Pupils with special problems are too often integrated into regular classes, but the schools are not given additional resources to cope with the integration. [. . .] It seems as if the reason for integration in the normal class was primarily financial gain, not pedagogical development. The number of problem students also seems to be increasing in the school. General concerns and unruly students are a frequent topic of discussion. (Läraren, 1998(8), p. 3)
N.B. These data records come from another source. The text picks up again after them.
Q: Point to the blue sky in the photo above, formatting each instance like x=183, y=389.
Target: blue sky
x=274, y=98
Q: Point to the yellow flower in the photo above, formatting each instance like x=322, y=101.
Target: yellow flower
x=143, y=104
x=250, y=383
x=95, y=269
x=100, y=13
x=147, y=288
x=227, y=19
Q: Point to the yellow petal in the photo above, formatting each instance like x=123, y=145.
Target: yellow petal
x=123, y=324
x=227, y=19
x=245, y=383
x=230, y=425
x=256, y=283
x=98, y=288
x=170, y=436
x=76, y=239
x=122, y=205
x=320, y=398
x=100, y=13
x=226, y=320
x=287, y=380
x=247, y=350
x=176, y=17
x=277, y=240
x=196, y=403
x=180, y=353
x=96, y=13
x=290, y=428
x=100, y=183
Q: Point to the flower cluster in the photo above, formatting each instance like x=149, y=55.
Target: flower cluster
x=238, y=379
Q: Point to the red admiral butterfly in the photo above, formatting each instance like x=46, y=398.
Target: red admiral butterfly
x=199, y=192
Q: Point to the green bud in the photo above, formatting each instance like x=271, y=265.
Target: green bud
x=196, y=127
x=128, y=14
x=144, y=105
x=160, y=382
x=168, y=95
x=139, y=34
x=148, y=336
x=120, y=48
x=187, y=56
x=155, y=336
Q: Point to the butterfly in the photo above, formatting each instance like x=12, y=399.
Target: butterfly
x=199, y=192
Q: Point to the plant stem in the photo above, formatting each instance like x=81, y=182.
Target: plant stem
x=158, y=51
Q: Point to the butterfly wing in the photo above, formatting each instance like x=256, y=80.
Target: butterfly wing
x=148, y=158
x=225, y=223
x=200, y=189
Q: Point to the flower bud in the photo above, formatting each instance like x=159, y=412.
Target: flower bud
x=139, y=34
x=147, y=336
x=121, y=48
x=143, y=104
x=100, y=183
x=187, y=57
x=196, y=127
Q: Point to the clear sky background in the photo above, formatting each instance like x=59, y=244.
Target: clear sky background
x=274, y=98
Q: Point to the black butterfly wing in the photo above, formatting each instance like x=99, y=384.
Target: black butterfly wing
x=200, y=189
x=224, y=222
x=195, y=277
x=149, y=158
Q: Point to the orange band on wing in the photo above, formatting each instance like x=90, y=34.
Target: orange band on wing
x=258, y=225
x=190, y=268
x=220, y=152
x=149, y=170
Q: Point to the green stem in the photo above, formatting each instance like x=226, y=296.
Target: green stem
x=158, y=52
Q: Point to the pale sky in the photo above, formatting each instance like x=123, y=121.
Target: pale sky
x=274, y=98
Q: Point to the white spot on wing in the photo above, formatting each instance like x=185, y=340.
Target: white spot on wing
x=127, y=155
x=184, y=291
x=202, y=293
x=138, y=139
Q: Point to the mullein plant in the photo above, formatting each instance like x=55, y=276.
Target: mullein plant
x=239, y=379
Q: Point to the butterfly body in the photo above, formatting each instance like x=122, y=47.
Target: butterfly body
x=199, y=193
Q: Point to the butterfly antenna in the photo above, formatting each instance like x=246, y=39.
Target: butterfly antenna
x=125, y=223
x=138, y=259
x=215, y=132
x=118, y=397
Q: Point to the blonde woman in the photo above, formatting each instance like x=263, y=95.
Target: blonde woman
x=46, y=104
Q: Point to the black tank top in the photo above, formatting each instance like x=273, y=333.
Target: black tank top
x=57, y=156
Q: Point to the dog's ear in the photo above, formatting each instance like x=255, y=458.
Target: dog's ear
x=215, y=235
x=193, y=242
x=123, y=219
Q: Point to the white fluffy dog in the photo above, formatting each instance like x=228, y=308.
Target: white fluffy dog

This can be seen as an expression of the opinion that the educational provision for these students requires expertise, and that inclusion is closely linked to the supply of economic resources. Despite these concerns, the use of special educational measures seems to be common in the early years of the Finnish journal. In 1998, according to reports, the number of students transferred to special education has increased dramatically while their education is less often conducted in segregated environments. It is also reported that parents of students in need of support frequently campaign for special schools, but that the ‘ideal of inclusion’ stipulates otherwise and special schools may be forced to close.
These special schools are perceived as expensive, but the costs today are pure savings in the future. [. . .] Today, it is considered natural to help and support children with all other forms of disability except the socio-emotionally disabled. (Läraren, 1998(7), p. 9)
The journal also reports that special education measures are decreasing even though the students with special needs keep increasing. For children with learning difficulties, articles advocate increased special education provision; it also, makes the point that agencies involved in supporting youths with other impairments and behavioural problems equally desire this education to be handled in special schools: In parallel with these integration efforts, many disability organizations in the Nordic countries have also actively fought for their own schools and their own culture. At present, this applies, for example, to the hearing impaired and young people with behavioural disorders. (Läraren, 1990(23), p. 6)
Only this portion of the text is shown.